Conversations with my clients…

Just settling in to reflect on my day and I am feeling tired…like hard work tired, and that is a very nice feeling…loving 7784FFC2-13EC-4200-8CD8-CCF9093108BEwhat I do helps so much, as it almost doesn’t feel like work at all.

I enjoy the conversations I have with my clients…they are so uninhibited and matter of fact, almost all of the time.

My clients with the seemingly simple issues are often more complex. Often clients with the very deep and troublesome issues, present with the most simple solutions.

Today I had clients that I have had for many years and it is beautiful to see how we have evolved together. I know them and they know me…like really know each other…

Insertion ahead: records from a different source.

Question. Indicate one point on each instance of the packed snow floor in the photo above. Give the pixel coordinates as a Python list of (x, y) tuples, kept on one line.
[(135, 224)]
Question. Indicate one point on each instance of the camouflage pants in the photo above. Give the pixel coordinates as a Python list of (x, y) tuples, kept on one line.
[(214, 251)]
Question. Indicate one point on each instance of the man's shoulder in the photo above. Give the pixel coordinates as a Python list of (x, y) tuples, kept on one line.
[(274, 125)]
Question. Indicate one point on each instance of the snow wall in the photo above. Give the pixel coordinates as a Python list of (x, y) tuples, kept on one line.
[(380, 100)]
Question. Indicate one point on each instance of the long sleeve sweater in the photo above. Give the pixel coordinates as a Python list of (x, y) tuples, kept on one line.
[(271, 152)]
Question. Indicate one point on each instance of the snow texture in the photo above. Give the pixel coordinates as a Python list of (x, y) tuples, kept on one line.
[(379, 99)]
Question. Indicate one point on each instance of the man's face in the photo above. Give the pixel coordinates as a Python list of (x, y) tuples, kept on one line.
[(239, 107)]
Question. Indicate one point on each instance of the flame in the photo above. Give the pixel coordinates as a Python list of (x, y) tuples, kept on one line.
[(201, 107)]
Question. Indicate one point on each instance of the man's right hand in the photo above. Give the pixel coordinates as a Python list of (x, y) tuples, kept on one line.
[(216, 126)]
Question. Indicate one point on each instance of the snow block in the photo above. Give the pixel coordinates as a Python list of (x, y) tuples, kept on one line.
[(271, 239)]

I can see where it hurts them and they can feel me on my less than stellar days…I can tell them to trust me and they do, because I’ve never given them reason not to…and sometimes out of sheer necessity, at first…and then it evolves, and almost always quickly…into the most beautiful dance you’ve ever felt with your eyes closed, and felt with your hands wide open…

Working with energy more and more and being led by Reiki and what lies in stillness has opened my work to places I could not have imagined.

I feel so blessed to be so trusted by the most vulnerable, as often when I first arrive, their eyes are paralyzed in fear, darting about, anywhere other than to my eyes…and sometimes their eyes are just blank and hollow, empty and broken…and then they aren’t anymore…Those moments, when they aren’t anymore, those are the moments that I do this for…

There is a beauty in my brand new clients, that always warms my heart  There is the wonder and then, for some of them… nervous and scared…for some of them, seizing and trembling …the reluctance to be touched and often the need, like the deep, to your soul kind of need to be touched, all at the same time…

Today, it occurred to me that maybe I do what I do as well as I do it, because I have been there and I get it…I really, truly get it, and somewhere deep inside, they know that and they can trust me to see them broken.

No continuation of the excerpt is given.